CMT Id: 174
Abstract: Often, the performance on a supervised machine learning task is evaluated with a
\emph{task loss} function that cannot be optimized directly. Examples of such loss functions
include the classification error, the edit distance and the BLEU
score. A common workaround for this
problem is to instead optimize a \emph{surrogate loss}
function, such as for instance cross-entropy or hinge loss. In
order for this remedy to be effective, it is
important to ensure that minimization of the surrogate loss
results in minimization of the task loss, a condition
that we call \emph{consistency with the task loss}.
In this work, we propose another method for deriving
differentiable surrogate losses that provably meet this requirement.

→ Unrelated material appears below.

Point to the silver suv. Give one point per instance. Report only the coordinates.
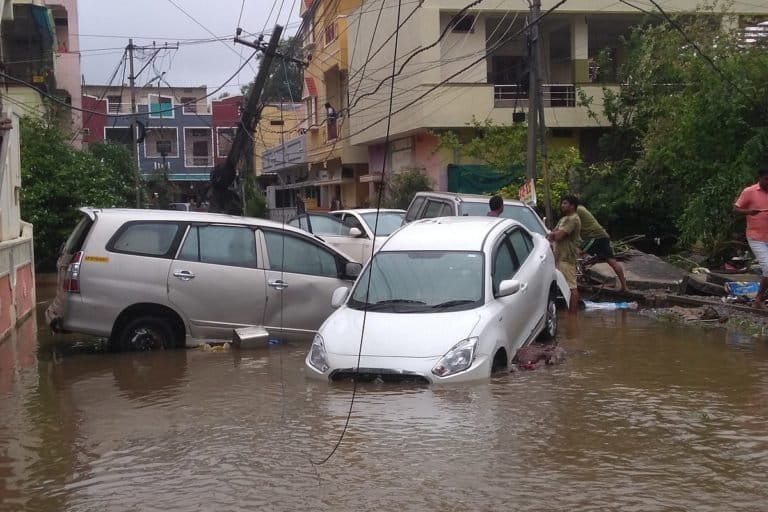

We focus on the broad class
of models that define a score for every input-output pair.
Our idea is that this score can be interpreted as an
estimate of the task loss, and that the estimation error may
be used as a consistent surrogate loss. A distinct feature of
such an approach is that it defines the desirable value of the
score for every input-output pair. We use this property
to design specialized surrogate losses for Encoder-Decoder
models often used for sequence prediction tasks.
In our experiment, we benchmark on the task of speech
recognition. Using a new surrogate loss instead of
cross-entropy to train an Encoder-Decoder speech recognizer
brings a significant ~9\% relative improvement in
terms of Character Error Rate (CER) in the case when no
extra corpora are used for language modeling.